St. Louis, etc., R. R. Co., 65 Mo. 592; see also Deering,
Neg. § 9, and cases cited. Besides, the custom proposed to
be shown is manifestly unreasonable and negligent, and was
not relied upon by appellant as a defense in the cause, for
it claimed and still claims immunity from liability on the
ground that it secured its turn-table properly.
The next assignment of error is the refusal of the court
to give without modification the following instructions
asked by defendant:
"1st. If you shall find that the turn-table was tied on
the day of the accident and injury complained of, in such
manner as to prevent its being revolved without untying or
cutting the rope by which it was tied, and that on that day,
without the knowledge or consent of the defendant, the rope
was cut or untied by a person or persons not in the
defendant's employ, and that the accident producing the
death of the child, Franklin G. Hedrick, occurred before the
fact that the rope had been cut or unfastened became known
to the defendant or its officers, then I charge you that the
defendant is not liable in this action.
"2d. If the defendant so fastened the turn-table that it
could not be revolved so as to injure a person or a child,
and in the absence of the officers of defendant some person
wrongfully cut or untied the fastenings so that the
turn-table could be revolved, and thereby the deceased
received the injury that caused his death, I charge you that
the defendant is not liable, and your verdict should be in
favor of defendant."
The court modified the first of these instructions by
adding thereto "unless there was want of ordinary care in
the method or manner in which the company undertook to
secure the turn-table, and you believe that this method was
the proximate and controlling cause of the injury," and the
second, by adding the words "if you do not further find that
the accident or injury was the result of want of ordinary
care in the manner in which the company undertook to secure
the turn-table, and that such want of ordinary care was the
proximate and controlling cause of the injury." As so
modified the court gave both instructions. Whether this
action of the court was erroneous or not must depend upon
the measure of duty which appellant owed to the deceased
under the circumstances. It had erected this alluring and
dangerous machine in an open, public place, and its agent
and manager not only knew that young children were
instinctively attracted by it, and were in the habit of
playing upon and around it, but that the method adopted, if
any, to prevent them from so doing was wholly insufficient.

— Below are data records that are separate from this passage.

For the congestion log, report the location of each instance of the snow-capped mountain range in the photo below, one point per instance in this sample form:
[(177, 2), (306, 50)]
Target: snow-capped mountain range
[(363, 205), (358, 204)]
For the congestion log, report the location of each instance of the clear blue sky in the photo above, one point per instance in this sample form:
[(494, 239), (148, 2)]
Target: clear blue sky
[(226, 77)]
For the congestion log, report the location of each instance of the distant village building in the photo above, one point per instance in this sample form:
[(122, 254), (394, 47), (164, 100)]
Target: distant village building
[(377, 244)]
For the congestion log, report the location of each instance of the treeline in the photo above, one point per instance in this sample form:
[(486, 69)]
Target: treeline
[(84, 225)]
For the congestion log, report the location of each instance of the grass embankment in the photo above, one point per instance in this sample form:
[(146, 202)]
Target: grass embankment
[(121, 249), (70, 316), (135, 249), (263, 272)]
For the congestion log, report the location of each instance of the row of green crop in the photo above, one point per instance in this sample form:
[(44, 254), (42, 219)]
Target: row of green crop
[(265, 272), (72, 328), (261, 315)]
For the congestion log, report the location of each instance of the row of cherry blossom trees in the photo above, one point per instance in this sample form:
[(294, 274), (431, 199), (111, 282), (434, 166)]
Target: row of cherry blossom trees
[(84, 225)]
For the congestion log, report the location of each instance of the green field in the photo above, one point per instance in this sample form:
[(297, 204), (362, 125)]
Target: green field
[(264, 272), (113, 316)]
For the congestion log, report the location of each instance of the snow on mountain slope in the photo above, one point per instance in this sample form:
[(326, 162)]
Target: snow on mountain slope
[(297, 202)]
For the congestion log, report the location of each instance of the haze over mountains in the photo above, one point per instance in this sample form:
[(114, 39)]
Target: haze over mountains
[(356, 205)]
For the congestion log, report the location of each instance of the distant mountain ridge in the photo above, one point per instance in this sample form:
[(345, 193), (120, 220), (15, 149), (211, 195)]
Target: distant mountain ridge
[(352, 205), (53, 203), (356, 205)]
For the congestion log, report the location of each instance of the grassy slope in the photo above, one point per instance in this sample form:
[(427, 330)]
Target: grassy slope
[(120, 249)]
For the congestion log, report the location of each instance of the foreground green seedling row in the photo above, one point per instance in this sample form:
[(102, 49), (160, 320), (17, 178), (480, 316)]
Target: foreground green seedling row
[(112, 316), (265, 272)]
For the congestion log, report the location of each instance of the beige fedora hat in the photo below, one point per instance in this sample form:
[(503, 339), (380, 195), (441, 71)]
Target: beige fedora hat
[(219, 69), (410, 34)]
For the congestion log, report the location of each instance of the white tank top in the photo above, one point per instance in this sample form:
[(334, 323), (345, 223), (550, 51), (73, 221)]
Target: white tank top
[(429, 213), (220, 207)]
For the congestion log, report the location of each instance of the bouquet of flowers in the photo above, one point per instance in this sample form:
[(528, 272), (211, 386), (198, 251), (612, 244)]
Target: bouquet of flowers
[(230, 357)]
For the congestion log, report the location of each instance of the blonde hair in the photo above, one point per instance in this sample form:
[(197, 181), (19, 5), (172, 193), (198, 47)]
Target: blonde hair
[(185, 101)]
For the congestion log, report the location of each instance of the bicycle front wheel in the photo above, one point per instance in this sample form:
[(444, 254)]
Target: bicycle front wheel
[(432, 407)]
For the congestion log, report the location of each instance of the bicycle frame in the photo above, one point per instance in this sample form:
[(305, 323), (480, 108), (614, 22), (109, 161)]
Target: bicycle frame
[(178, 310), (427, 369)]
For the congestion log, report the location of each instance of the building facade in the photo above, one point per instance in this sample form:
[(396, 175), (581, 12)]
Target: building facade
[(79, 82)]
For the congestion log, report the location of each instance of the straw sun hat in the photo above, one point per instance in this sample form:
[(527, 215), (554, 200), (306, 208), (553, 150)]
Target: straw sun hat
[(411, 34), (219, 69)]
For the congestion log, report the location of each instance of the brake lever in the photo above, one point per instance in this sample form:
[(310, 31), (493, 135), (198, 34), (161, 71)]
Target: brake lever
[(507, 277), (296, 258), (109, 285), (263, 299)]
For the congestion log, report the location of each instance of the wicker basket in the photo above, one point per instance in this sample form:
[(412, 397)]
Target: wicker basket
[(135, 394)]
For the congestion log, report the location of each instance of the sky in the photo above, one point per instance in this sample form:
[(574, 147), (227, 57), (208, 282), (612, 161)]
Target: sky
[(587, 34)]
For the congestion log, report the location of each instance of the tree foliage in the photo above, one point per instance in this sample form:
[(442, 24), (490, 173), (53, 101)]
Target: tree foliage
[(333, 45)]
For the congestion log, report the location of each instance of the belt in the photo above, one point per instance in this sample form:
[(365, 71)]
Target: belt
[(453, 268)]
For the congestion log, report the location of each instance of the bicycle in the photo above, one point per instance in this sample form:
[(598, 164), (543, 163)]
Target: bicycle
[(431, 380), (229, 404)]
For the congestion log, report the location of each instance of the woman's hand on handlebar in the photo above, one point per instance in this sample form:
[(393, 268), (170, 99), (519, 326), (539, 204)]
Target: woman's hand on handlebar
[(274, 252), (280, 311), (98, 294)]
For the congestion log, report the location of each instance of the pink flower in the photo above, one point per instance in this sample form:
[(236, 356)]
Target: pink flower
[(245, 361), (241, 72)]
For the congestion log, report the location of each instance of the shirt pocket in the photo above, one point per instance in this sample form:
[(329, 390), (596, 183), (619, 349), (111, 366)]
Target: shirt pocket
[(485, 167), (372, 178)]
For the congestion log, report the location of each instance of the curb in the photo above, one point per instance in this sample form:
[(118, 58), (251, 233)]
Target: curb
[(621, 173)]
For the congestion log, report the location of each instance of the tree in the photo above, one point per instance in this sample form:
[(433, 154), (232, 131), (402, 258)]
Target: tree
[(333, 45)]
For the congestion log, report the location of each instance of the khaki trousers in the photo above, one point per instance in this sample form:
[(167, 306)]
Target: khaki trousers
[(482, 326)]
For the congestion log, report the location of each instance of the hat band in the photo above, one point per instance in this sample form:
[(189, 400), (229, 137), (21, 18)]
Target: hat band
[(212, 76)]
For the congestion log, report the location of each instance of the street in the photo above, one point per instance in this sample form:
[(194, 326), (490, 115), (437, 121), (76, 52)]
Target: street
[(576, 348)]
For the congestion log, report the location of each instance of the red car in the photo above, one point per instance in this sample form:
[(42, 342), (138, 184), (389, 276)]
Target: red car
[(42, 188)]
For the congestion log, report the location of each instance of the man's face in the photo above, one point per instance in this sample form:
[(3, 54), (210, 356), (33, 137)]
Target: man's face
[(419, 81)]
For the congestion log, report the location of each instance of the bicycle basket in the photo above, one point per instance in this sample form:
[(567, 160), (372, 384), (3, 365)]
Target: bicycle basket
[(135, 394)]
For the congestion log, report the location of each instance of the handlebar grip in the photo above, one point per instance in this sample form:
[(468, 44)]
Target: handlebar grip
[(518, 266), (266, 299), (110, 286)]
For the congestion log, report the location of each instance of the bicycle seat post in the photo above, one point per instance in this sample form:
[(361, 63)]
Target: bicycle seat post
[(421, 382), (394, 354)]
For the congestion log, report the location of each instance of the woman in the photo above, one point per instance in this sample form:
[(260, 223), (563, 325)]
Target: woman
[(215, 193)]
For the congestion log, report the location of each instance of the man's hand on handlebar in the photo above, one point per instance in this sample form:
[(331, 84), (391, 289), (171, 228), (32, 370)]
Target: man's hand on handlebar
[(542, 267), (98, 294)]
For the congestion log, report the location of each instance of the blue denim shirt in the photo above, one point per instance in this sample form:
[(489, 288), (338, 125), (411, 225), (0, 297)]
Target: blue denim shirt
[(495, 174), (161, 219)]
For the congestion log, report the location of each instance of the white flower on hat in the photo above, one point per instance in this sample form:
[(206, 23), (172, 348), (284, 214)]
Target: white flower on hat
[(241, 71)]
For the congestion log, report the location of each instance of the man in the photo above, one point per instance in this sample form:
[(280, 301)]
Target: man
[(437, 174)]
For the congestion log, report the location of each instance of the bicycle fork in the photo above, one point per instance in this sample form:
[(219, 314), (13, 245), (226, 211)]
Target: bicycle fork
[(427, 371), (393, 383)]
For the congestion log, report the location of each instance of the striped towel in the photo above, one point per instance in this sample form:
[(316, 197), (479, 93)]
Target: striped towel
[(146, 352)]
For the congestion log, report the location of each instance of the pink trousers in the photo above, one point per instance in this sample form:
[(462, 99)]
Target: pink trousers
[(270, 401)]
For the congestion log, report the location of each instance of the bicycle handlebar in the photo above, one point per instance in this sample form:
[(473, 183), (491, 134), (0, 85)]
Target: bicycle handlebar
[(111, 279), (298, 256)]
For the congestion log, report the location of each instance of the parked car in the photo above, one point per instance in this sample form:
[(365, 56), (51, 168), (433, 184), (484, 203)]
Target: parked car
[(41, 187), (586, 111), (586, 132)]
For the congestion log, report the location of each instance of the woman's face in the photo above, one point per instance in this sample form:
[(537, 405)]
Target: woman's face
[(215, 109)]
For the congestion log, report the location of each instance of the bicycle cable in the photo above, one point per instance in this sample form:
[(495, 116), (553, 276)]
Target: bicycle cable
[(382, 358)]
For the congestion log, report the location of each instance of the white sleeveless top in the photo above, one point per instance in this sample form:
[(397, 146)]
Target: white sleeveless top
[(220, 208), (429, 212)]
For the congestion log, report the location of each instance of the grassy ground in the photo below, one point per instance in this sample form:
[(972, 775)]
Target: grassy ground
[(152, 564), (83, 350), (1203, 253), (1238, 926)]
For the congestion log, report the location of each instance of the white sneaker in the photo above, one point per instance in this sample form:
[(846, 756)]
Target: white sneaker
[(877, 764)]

It certainly would not have been a matter of very great
inconvenience to have securely fastened or locked this
unused turn-table before the deceased was injured, as was
done immediately afterwards. And we think it was the duty of
appellant to so secure it as to prevent injury to those who,
by reason of their tender years, were incapable of
comprehending its dangerous character, either by locking it,
or in some other way preventing access to it; and a failure
to take such precaution was negligence on the part of
appellant. Gulf, Colorado & Santa Fe Ry. Co. v. Styron, 66
Tex. 421, 1 S.W. 161; Pittsburg, Allegheny & Manchester
Pass. Ry. Co. v. Caldwell, 74 Pa. 421; Nagel v. Missouri
Pacific Ry. Co., 75 Mo. 653; 42 Am. Rep. 418; East Saginaw
City Ry. Co. v. Bohn, 27 Mich. 503; Hydraulic Works Co. v.
Orr, 83 Pa. 332; 2 Rorer on Railroads, pp. 1121, 1122. The
instruction asked by appellant, in effect, requested the
court to charge the jury, as matter of law, that if they
found that appellant took the precautions and used the means
claimed by it to secure the turn-table, it would not be
liable in this action. And we are of the opinion that the
court committed no error in refusing to give the instruction
as requested. The question, whether or not appellant, under
all the facts and circumstances of the case, was guilty of
negligence was for the jury, and was fairly submitted by the
instructions given by the court. Railroad Company v. Stout,
84 U.S. 657, 17 Wall. 657, 21 L. Ed. 745; Hoye, Admr., v.
Chicago, etc., Ry. Co., 62 Wis. 666, 23 N.W. 14; Hydraulic
Works Co. v. Orr, 83 Pa. 332.
There appearing no error in the record, the judgment of
the court below must be affirmed.
DUNBAR, SCOTT and STILES, JJ., concur.